We're already starting to plan our next trip.


----------



## Lonnie in the mountains (Oct 5, 2009)

You are doing it right! Looks like a great time was had by all.
Great story!


----------



## produnker (Oct 5, 2009)

Great job DAD   Hope your son does well with his back. But I guess thats a no-brainer with you around to help.


----------



## Paymaster (Oct 6, 2009)

Great pics! I am a big time Red Top Mountain fan! My family camps there often. Most of my family will be there for Thanksgiving with about 7 RV's. We had 40-45 folks there for Thanksgiving last year.


----------



## earl (Oct 7, 2009)

It is said that those kind of days get added back on to your life. Good stuff !!


----------



## SmokyMtnSmoke (Oct 7, 2009)

Lonnie in the mountains said:


> You are doing it right! Looks like a great time was had by all.
> Great story!



Ditto!


----------



## injun joe (Oct 7, 2009)

Bruce , that is awesome. When I was 10 or so, my dad did some tree work for a fella that he worked with at the Phone Co, and the guy gave him a '66 Apache for it. The canvas was shot and we had to drag a big tarp over it every time we used it. Our favorites places were Winfield Scott and Hard Labor Creek. We took a trip to Wash. D.C. in it (all 5 of us). It was hilarious.We stopped to camp at a fancy campground near Arlington and Dad made us wait till dark to set up the Apache. Thanks for the memories.


----------



## bruceg (Oct 9, 2009)

Injun Joe - that is cool! There is still a group of people that enjoy old Apache campers. One of the forums is apachepopups.net    - the For Sale section has new posts daily  from Apache enthusiasts scouring e-bay and Craigslist or posting their own.

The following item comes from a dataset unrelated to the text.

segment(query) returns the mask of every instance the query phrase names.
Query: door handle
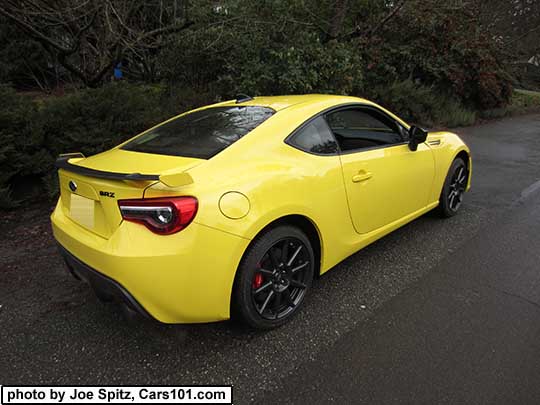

Mine only cost $305 bucks. Then another $350 to get the canvas repaired, screens replaced and new zippers for the screens. Also got seams repaired. 

Not a bad amount to get me and my son up off the ground and back to camping again. 

I really like the Eagle. It is simply a box with 2 beds and a canvas tent. No sink. No stove. No fancy stuff. Some day in the future I might consider looking for a hardsided Mesa, but for now the softsided Eagle does me just fine.


----------